Begleiten Sie Ihr Kind dabei, seine eigenen Fähigkeiten, Stärken und Talente zu entdecken. Helfen Sie ihm, sein Potenzial zu entfalten und herauszufinden, welches die für das Kind beste Berufswahl sein kann. Lassen Sie sich dabei gemeinsam von Experten begleiten, z. B. von einer professionellen Studien- und Ausbildungsberatung, die sich auf Persönlichkeits- und Potenzialanalyse spezialisiert hat oder von den Berufsberatungsangeboten der IHK oder der Agentur für Arbeit.
Niemand wird erfolgreich, oder wenn doch, zumindest nicht langfristig zufrieden werden, wenn er gegen die eigenen Überzeugungen handelt. Wer tut, was er gleichzeitig liebt und gut kann, wird damit – davon bin ich überzeugt – einen guten Job finden. Daher unterstützen Sie als Eltern Ihre heranwachsenden Kinder am besten, indem Sie ihnen dazu verhelfen, eine Entscheidung zu treffen, die wirklich der Persönlichkeit Ihres Kindes entspricht.
💡Fazit
🤝 Ob Ausbildung oder Studium oder beides in Form eines Dualen Studiums oder die Ergänzung durch Weiterbildungen – die Möglichkeiten, den Weg ins Berufsleben individuell zu gestalten, waren nie größer als heute. Und damit auch noch nie so schwer zu überblicken. Aber – und das ist die gute Nachricht – ein einmal eingeschlagener Weg ist nicht in Stein gemeißelt, sondern kann im Laufe der Karriereentwicklung individuell (um)gestaltet werden. Das nimmt insgesamt Druck aus der Entscheidung.

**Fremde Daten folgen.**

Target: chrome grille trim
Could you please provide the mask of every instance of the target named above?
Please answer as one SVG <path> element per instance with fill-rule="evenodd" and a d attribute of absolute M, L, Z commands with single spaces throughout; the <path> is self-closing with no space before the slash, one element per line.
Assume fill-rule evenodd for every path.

✌️ Dich den Wünschen deiner Eltern anzuschließen, klingt auf den ersten Blick verlockend: Vermutlich ersparst du dir anstrengende Diskussionen und zudem noch die Mühe, dir selbst Gedanken über deine Berufswahl machen zu müssen. Eigentlich also ganz bequem, den Weg zu gehen, den die Eltern für dich im Sinn haben. Wenn du am Ende unzufrieden bist mit der Wahl, kannst du immer sagen: „Ihr wolltet ja, dass ich das mache!“ Du kannst somit die Verantwortung für dein Handeln bequem an deine Eltern abgeben. Doch genau hier liegt das große Missverständnis. Denn erwachsen sein bedeutet vor allem, selbst Verantwortung zu übernehmen und eigene Entscheidungen zu treffen – ob sie nun den Eltern gefallen oder nicht. Schließlich bist du diejenige, die den Job am Ende machen muss, daher ist es wichtiger, dass er wirklich zu dir passt, als dass er deinen Eltern gefällt.
🫶 Wenn du am Ende selbst zu der Entscheidung kommst, in die Fußstapfen deiner Mutter treten und Architektur studieren zu wollen oder wie dein Vater eine Ausbildung zum Produktionstechnologen absolvieren zu wollen, spricht absolut gar nichts dagegen, diesen Weg zu gehen. Hauptsache, du hast ihn selbst gewählt. Oder, um Paul Watzlawick zu zitieren: „Reife ist die Fähigkeit, das Rechte auch dann zu tun, wenn es die Eltern empfohlen haben.“
Was hilft Dir am ehesten dabei, Deinen Weg zu gehen und Deine Talente auszuprobieren?
Ich wünsche Dir viel Erfolg dabei, den für Dich besten und passenden Job zu finden, Kian!